In [1]:
# Project two part 1

# Scrape the content of Global News''s trending section and save it as a CSV.

# We want: titles, subhead, article URL, byline, article type, image URL.

# Bonus, if you want to get fancy:

#     Make the CSV file auto-updating. Use this tutorial (https://www.youtube.com/watch?v=QNKxzkNpsko) (https://jonathansoma.com/everything/git/auto-updating-scaper-viz/) 


In [2]:
#Columns: title, subhead, article URL, whether it's premium or not, byline, article type, image URL.

In [3]:
import requests
from bs4 import BeautifulSoup
import pandas as pd

url = "https://globalnews.ca/"

#for anonymnity
headers = {
    'User-Agent': 'Mozilla/5.0 (Windows NT 10.0; Win64; x64) AppleWebKit/537.36 (KHTML, like Gecko) Chrome/115.0 Safari/537.36'
}

response = requests.get(url, headers=headers)
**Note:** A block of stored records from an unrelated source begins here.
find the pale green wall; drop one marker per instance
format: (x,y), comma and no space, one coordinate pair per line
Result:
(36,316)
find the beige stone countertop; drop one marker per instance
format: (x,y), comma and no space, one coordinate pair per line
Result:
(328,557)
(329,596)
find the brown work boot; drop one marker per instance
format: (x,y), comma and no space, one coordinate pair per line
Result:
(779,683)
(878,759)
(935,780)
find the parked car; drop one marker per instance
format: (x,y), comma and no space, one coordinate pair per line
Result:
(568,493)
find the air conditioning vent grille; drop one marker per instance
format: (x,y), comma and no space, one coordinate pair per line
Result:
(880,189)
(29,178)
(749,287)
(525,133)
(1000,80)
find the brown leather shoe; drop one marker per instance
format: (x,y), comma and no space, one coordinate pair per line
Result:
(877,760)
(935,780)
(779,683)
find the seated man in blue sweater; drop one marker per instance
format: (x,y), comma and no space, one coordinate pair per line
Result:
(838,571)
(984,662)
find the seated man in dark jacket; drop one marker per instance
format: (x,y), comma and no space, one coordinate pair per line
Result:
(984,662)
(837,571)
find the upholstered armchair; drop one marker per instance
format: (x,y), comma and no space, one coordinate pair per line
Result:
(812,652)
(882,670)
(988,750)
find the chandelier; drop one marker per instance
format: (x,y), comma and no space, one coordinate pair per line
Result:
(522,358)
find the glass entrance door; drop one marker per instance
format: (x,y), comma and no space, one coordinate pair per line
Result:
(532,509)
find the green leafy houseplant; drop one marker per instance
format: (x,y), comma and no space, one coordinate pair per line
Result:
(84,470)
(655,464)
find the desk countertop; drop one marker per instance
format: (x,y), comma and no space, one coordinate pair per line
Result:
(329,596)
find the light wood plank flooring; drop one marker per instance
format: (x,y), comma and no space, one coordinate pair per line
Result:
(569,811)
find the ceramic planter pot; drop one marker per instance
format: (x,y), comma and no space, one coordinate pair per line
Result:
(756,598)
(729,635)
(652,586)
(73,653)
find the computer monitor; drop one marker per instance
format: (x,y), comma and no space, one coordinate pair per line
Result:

# Check if the request was successful
if response.status_code == 200:
    doc = BeautifulSoup(response.text, 'html.parser')
    # Now you can use soup.find(), soup.find_all(), etc.
else:
    print(f"Request failed with status code: {response.status_code}")


In [4]:
with open("GlobalNews_homepage.html", "w", encoding="utf-8") as f:
    f.write(response.text)

print("HTML saved to GlobalNews_homepage.html")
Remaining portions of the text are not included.